Jesus then shows them again the way of hospitality, instructing them to have the people sit down, taking the five loaves and two fish, and after blessing them and breaking them, he “gave them to the disciples to put before the crowd.” It is important that we see that he commissions the disciples to serve the people who are seated before them, elevating service to others above being served. It is part and parcel of the hospitality that is the hallmark of the true disciple.

It is the same message that he will give them at the Last Supper, reminding them that typically it is “the one seated at table who is considered the greater,” but in his kingdom, it is the opposite, the one who serves becoming the greater, offering them his personal example, telling them, “I am among you as the one who serves.” His point is clear. If we wish to follow him, then our lives have to be spent in serving others, meaning we welcome them, we feed them, and we care for their needs.

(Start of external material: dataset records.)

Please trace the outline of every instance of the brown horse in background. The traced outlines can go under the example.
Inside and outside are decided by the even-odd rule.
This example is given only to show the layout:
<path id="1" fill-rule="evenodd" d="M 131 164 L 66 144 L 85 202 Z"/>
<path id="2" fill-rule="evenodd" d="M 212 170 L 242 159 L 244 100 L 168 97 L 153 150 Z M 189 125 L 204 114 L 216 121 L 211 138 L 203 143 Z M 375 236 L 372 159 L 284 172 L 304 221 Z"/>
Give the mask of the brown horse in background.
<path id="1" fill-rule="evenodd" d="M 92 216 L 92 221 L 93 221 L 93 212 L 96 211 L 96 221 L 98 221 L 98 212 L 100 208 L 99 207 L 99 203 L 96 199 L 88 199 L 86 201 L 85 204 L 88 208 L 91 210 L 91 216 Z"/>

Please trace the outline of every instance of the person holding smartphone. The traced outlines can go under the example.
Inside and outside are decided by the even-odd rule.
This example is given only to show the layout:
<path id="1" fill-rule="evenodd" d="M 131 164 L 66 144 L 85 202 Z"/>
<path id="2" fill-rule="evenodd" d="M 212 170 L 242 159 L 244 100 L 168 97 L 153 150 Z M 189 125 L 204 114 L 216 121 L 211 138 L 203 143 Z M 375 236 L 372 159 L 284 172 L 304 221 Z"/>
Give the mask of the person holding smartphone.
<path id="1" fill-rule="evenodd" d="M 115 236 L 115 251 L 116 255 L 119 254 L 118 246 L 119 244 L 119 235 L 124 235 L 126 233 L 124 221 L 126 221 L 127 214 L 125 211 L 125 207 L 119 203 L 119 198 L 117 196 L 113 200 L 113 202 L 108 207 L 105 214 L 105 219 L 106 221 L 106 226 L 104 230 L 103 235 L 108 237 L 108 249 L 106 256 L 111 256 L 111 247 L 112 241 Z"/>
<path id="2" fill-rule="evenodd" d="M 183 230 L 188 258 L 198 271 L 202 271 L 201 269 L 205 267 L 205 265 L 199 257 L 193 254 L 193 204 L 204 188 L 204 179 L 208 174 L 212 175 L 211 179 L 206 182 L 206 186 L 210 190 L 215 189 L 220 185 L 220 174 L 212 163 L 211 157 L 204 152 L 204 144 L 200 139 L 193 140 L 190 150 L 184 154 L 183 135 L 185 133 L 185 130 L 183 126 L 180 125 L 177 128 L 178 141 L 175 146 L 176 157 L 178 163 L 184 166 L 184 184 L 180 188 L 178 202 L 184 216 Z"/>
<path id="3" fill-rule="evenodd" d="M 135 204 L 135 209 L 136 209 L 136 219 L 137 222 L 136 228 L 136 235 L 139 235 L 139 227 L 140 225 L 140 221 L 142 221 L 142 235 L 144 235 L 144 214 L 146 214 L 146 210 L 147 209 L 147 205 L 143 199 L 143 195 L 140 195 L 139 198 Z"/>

If we are to appropriate and appreciate fully this message that is at the heart of the story of the feeding of the thousands, then it also has to carry over into our understanding of the Eucharistic celebration, an example of the continued hospitality of the Risen Lord who welcomes all to his table where we can be fed and nourished, healed and renewed.

But, of course, it is but the first step in a two step process of discipleship. Having found a place at Jesus’ table and being fed by him, we are expected to show the same welcome and hospitality to others when we step away from the Eucharistic table, walking into the world where we find before us the outcast, the foreigner, and the shunned who hunger for food, for acceptance, and for recognition. They number even higher than the crowd of five thousand that sat before Jesus, this crowd also with empty stomachs and without resources to meet their needs.

A failure on our parts to welcome the crowds before us is a failure of the greatest magnitude. If we do not welcome the poor, the ostracized, or the immigrant among us, then we have not imitated the example of the Lord Jesus, instead choosing to say the same thing that the disciples said of the hungry crowd, “dismiss them,” the words proving us to be failures and frauds instead of faithful followers of the One who has welcomed us to his table and who has fed us with his food and drink.

Some decades ago when Mike McIntrye decided to test the “kindness of strangers” by hitchhiking across the United States without a dime in his pocket, he learned a great deal about others who welcome the stranger among them. People offered him money, food, hotel rooms, even a tent. He also learned that those who had the least to give were often the ones who gave the most.

On this feast of the Body and Blood of Christ when we celebrate the gift of the Holy Eucharist, we are called to see that we are the ones who have been given the most, which means we also are challenged to be the ones who extend that same generosity to others who wait for us outside the church doors. As Jesus broke bread and gave it to the disciples to feed the crowd, so he has broken bread and put it into our hands, asking us to do the same for the crowds, serving them as he instructed his disciples to do.

The choice is before us every single day as we look into the faces of the hungry, the desperate, and the stranger. We can either welcome them or we can dismiss them. But only one response will define us as a disciple. The other will define us as a wannabee at best and a faker at worst. Which one it is will be found in their faces as they walk away from us, either having found someone who has welcomed them, or having found someone who has dismissed them.